The Start Experiment process has been described above

2. Component Processing Logic

The processing logic of each component is unconstrained - developers can code this logic as per their requirements. The only constraint is as follows:

  • processing logic for any Estimator components should be in a fit method

  • processing logic for any Transformer components should be in a transform method

The following actions, which are expected of the component in a Kubeflow pipeline, are not supported in a Spark pipeline:

  • saving the state and restoring

  • reporting component status and metrics on a periodic basis

Consequently, pause and restart are not supported. Status is not supported on as granular basis as it is in Kubeflow pipelines. This is because of the distributed manner in which Spark runs the components. Since the components may run on different executor nodes, it is difficult to coordinate status reporting, and state save / load activities.
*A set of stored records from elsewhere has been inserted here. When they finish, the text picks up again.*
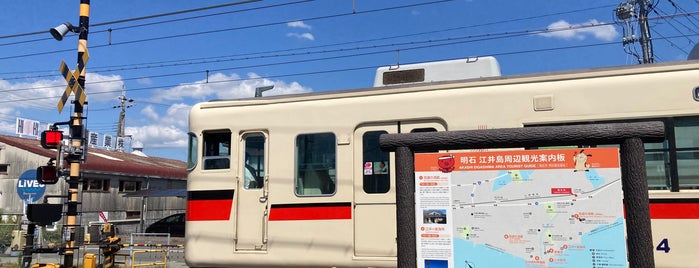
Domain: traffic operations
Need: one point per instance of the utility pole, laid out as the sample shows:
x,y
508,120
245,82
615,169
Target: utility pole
x,y
77,140
625,12
646,42
122,114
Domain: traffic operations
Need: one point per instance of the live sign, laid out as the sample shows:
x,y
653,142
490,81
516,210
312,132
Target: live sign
x,y
28,189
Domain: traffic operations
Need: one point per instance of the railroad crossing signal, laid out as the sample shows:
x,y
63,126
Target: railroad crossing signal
x,y
73,85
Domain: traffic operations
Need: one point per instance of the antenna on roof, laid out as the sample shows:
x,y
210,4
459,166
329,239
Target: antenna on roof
x,y
694,54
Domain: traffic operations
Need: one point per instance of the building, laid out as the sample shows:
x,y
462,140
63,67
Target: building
x,y
129,190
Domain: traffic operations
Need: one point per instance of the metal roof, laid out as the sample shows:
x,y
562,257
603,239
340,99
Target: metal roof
x,y
105,161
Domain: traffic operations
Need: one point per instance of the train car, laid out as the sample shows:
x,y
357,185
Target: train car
x,y
281,181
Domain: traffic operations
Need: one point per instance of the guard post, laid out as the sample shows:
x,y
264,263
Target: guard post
x,y
630,137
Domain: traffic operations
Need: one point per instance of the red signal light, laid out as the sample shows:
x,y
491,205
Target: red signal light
x,y
47,175
50,139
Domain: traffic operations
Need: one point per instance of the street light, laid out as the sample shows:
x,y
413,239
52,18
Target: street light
x,y
60,31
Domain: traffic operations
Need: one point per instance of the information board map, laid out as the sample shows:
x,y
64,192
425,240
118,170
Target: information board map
x,y
526,208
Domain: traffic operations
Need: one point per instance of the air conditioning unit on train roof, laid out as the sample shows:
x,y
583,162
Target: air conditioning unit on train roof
x,y
475,67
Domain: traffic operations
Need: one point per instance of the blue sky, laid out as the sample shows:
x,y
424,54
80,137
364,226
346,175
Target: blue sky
x,y
163,58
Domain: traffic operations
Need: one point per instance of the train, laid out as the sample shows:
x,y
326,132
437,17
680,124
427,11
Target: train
x,y
281,181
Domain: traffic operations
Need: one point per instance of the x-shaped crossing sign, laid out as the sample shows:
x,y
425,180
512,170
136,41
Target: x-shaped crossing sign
x,y
73,85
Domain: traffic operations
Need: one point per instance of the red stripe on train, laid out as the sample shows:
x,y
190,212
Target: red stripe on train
x,y
209,210
674,210
309,212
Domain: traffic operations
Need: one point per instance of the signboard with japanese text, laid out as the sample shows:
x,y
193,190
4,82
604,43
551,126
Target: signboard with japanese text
x,y
27,127
523,208
28,188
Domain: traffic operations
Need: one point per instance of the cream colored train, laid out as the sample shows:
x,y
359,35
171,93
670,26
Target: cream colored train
x,y
294,181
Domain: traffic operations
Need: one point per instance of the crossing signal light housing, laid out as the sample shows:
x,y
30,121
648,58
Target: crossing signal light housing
x,y
47,174
51,139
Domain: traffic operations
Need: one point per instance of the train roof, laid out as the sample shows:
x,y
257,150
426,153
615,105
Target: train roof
x,y
472,82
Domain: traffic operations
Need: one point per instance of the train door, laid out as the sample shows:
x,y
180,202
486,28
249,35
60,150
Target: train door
x,y
374,187
252,187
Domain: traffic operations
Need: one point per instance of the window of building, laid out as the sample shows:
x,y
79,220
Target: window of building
x,y
376,170
217,149
129,186
315,164
133,214
96,185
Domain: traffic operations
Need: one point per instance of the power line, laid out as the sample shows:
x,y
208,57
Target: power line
x,y
422,45
416,45
139,18
233,28
322,71
218,58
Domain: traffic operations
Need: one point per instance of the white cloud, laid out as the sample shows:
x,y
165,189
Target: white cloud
x,y
168,128
159,136
298,24
307,36
564,30
150,113
222,86
103,87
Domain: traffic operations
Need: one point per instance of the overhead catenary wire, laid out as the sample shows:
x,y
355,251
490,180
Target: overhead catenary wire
x,y
391,49
43,32
218,58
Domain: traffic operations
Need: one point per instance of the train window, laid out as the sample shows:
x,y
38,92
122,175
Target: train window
x,y
315,164
254,161
217,150
687,147
192,151
376,170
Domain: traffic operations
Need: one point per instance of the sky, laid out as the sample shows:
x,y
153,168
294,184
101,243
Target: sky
x,y
168,55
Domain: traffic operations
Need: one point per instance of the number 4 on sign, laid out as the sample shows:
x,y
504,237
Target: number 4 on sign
x,y
663,246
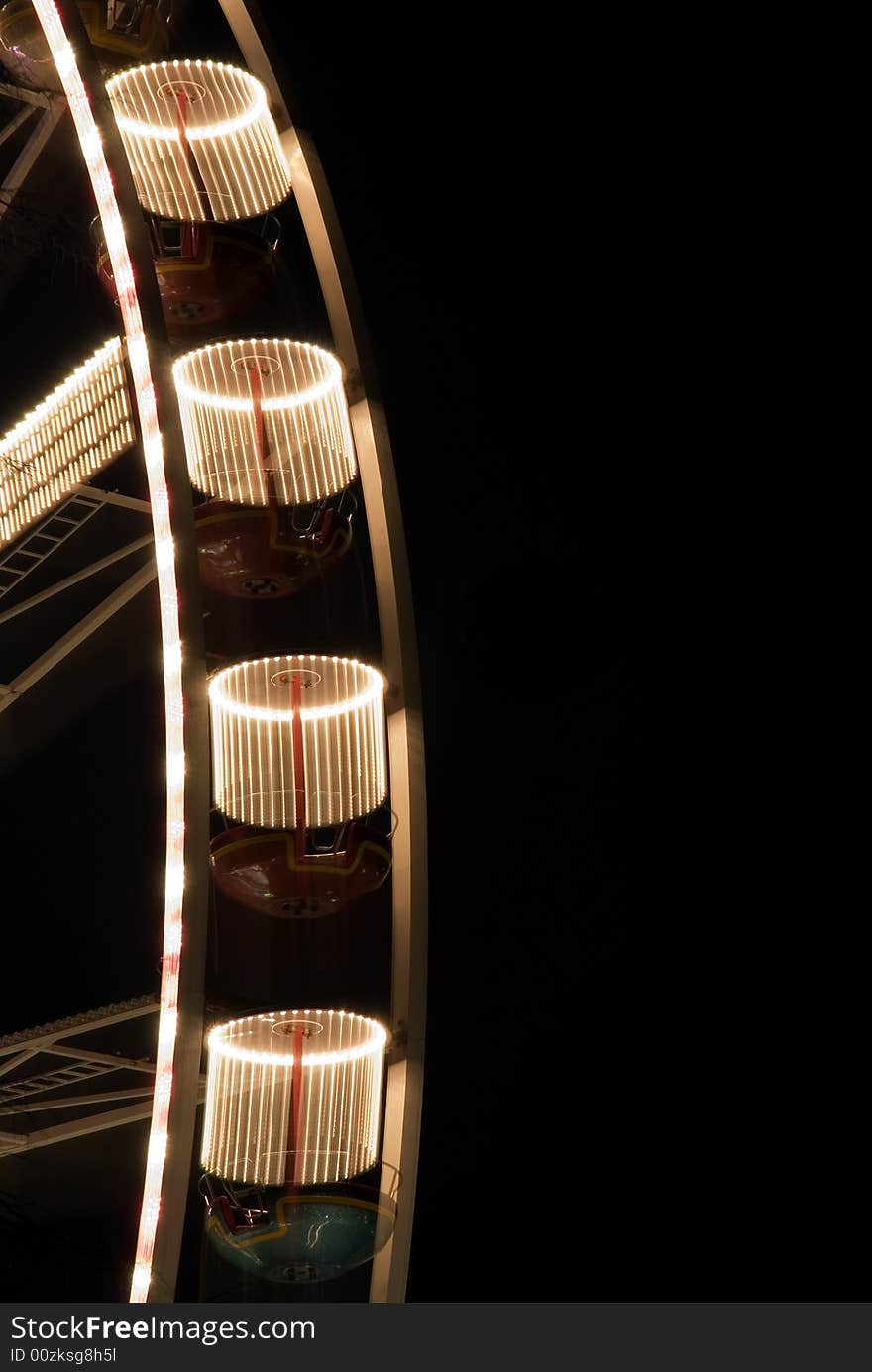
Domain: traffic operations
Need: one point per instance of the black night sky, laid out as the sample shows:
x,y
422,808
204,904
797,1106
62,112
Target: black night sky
x,y
541,1126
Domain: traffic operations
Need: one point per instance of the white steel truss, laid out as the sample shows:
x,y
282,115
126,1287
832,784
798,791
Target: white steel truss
x,y
78,1064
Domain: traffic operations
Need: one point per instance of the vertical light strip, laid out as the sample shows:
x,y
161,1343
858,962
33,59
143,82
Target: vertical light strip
x,y
153,446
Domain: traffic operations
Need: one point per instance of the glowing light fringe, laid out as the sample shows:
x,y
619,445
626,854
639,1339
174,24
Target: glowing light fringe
x,y
309,452
344,740
230,135
249,1105
70,435
153,446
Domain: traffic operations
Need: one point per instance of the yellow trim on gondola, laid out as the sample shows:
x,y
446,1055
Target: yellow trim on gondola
x,y
164,264
214,1222
320,866
344,533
3. Normal Pipeline Completion

On completion of the component processing logic, the XprPipeline class reports the final status and stores the final model in the model versioning system.

4. Handling Asynchronous Interrupts

As mentioned above, asynchronous interrupts (pause / terminate) are not supported on Spark pipelines, and will be ignored. Restart requests for an experiment will result in a new run of the experiment.